Rather than write far-reaching bills, lawmakers should reform the agencies most responsible for the 2008 meltdown: such as government-backed mortgage giants Fannie Mae and Freddie Mac.
So far, taxpayers have poured $125 billion into them. On Christmas Eve, the Obama administration gave the pair an expensive gift at taxpayer expense, promising to provide unlimited financial assistance.
Thus emboldened, Fannie and Freddie continue to back the vast majority of new mortgages. The Washington Post reports they “now own or back more than half of all U.S. home loans.” It’s just this type of over-concentration that caused the financial crisis in the first place.
There are problems in the markets. Banks are reluctant to lend and individuals are nervous about investing, for example. But a key reason is uncertainly over what Congress will do.

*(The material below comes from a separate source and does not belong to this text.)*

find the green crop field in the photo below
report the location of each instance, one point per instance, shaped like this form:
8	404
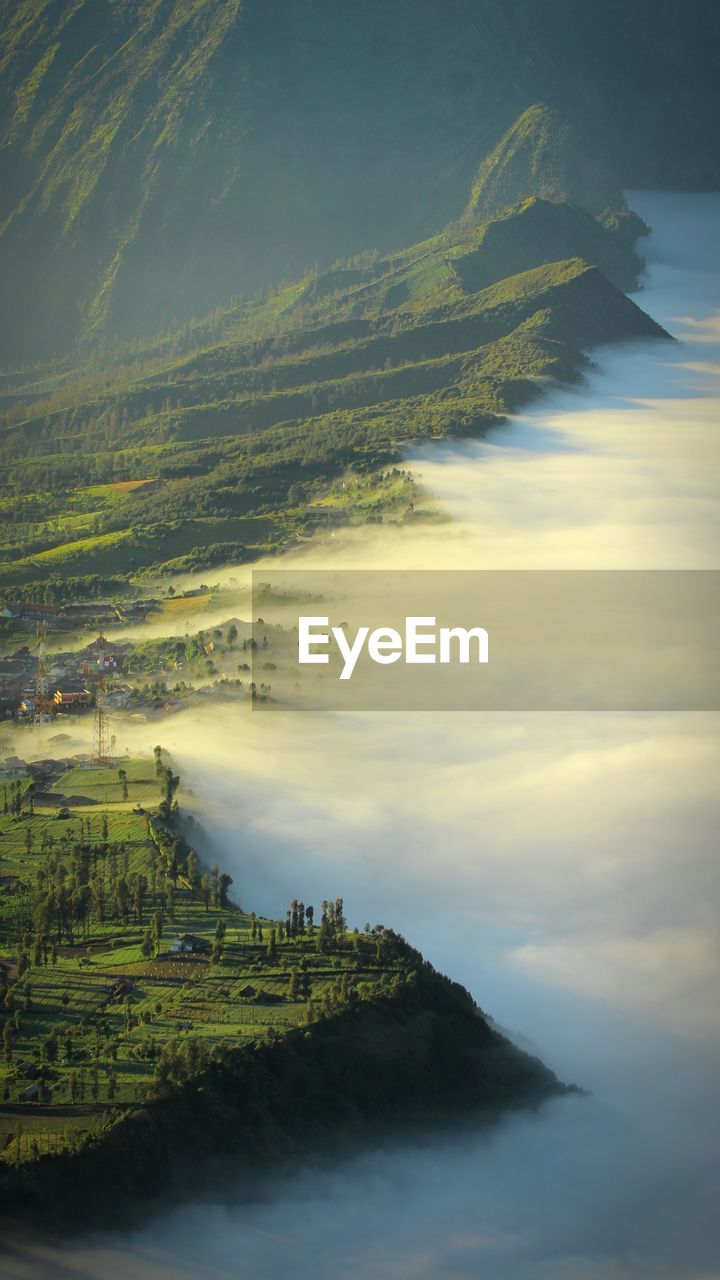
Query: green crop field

Many lawmakers want to pass a massive health care reform bill that would legislate mandates and impose new taxes. Last year the House passed a cap-and-trade scheme that would increase expenses for most businesses. Nobody can be sure what financial regulation will look like in a year, let alone a decade.
Instead of pursuing sweeping reforms that could end up causing problems instead of solving them, Congress should deal with the real threats to our economy. Fannie Mae and Freddie Mac could still drag us down, just as stringent over-regulation could.
Lawmakers should deal with the problems they’ve helped create, rather than rush to create new ones.